Aguardar

Não resta dúvida de que a liminar concedida pelo Ministro Alexandre de Morais que suspende os efeitos dos decretos federais que atingiram o Polo de Concentrados do Amazonas representa o restabelecimento da garantia “constitucionalmente protegida”. A decisão é de suma importância, posto que a preocupação maior sempre fora com os empregos gerados ao longo dos anos, não podendo o empresário deixar de ter a devida segurança jurídica amparada na legislação vigente.

Cumpre-nos mencionar apenas que a Súmula 544 do STF assim dispõe: “As isenções tributárias concedidas, sob condição onerosa, não podem ser livremente suprimidas”. E o teor do artigo 178 do C.T.N. reza: “A isenção, salvo se concedida por prazo certo e em função de determinadas condições, pode ser revogada ou modificada por lei, a qualquer tempo, observado o disposto no inciso III do artigo 104”. Wladimir Passos de Freitas ao comentar referido artigo assim preleciona: “A isenção condicionada e por prazo certo não pode ser extinta pela pessoa política tributante, antes do termo final assinalado; sob pena de ofensa ao direito adquirido; à vista do princípio da segurança jurídica”. (In CTN Comentado, pág. 176).

Destarte, ad cautelam, urge seja elaborado Memorial para todos os Ministros do STF, inclusive o Relator; embora muitos já conheçam a mecânica existente desde a apresentação do projeto industrial. Não se trata de questão ideológica ou política, mas técnica no qual deverá prevalecer a lei; a jurisprudência e o direito. Por fim, não se deve descartar a sustentação oral sempre esclarecedora e pontual acerca do que se constitui na essência da matéria; inclusive com a entrega antecipada de Memoriais – o que se nos afigura como ato essencial. Assim, parabenizamos todos os que elaboraram a ADIN 7155 – cujo teor nos inteiramos.

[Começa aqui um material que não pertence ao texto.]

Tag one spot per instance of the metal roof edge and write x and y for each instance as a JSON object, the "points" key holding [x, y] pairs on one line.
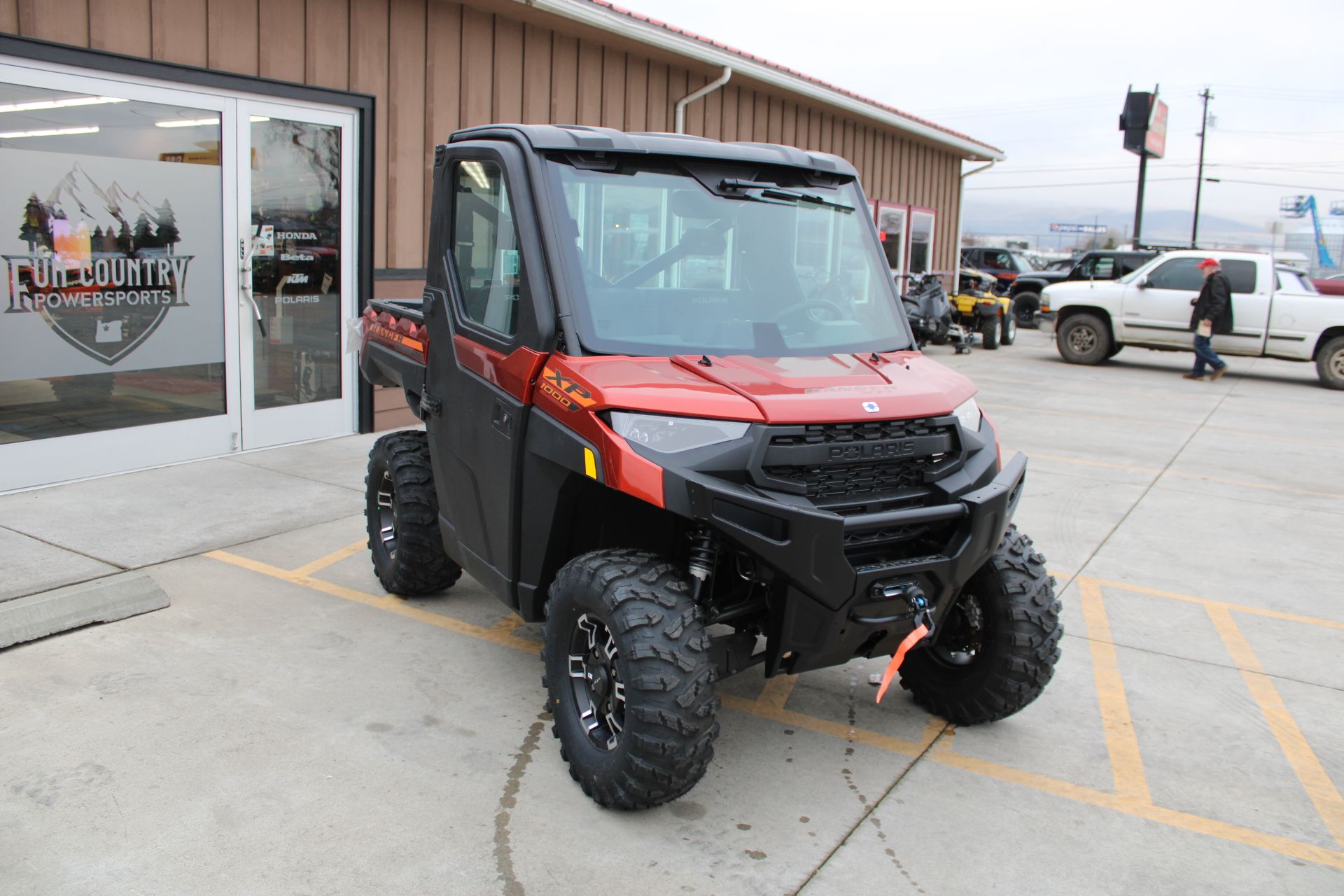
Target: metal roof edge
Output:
{"points": [[616, 20]]}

Ademais, a bancada que representa o Amazonas deve se preocupar com os bastidores, tanto que já efetuara a primeira reunião em 9 de maio, onde deixara clara a posição do Amazonas em relação à redução da alíquota do IPI; ou seja:” Queremos que a ZFM seja excepcionalizada, como é de direito pela Constituição Federal e pelas leis que garantem os incentivos fiscais do modelo”, dissera o Senador Eduardo Braga (in Jornal do Comércio de 10.05.22).

Por outro lado, tem o Governo Federal o dever de combater a inflação, decorrente da alta nos preços, notadamente, em relação aos gêneros  alimentícios etc. Proteger as famílias é também dever de governadores e prefeitos, os quais em sua maioria ou se omitem ou não se preocupam com o bem estar  da população pobre. Os preços no atacado subiram 14,52% em 12 meses, de abril a abril, conforme o IGP da FGV. Assim, o Governo Federal promovera a redução para zero de impostos relativos à  carne bovina, carne de frango, farinha de trigo etc., ressaltando-se também que os  impostos federais sobre o diesel e o gás de cozinha já tinham sido zerados. Por isso, temos um Governo Federal que faz, tanto que o IBGE já estima recorde de 261,5 milhões de toneladas na safra agrícola, devendo o Brasil encerrar o ano com uma expansão de 3,3%; equivalente a 8,3 milhões de toneladas a mais na safra. Dizer que inexiste crescimento ou é ser leviano ou medíocre. E, tudo isto com a inflação importada fruto do aumento das matérias primas e bens intermediários que desde 2020 sofrem sucessivos aumentos decorrentes dos efeitos da pandemia.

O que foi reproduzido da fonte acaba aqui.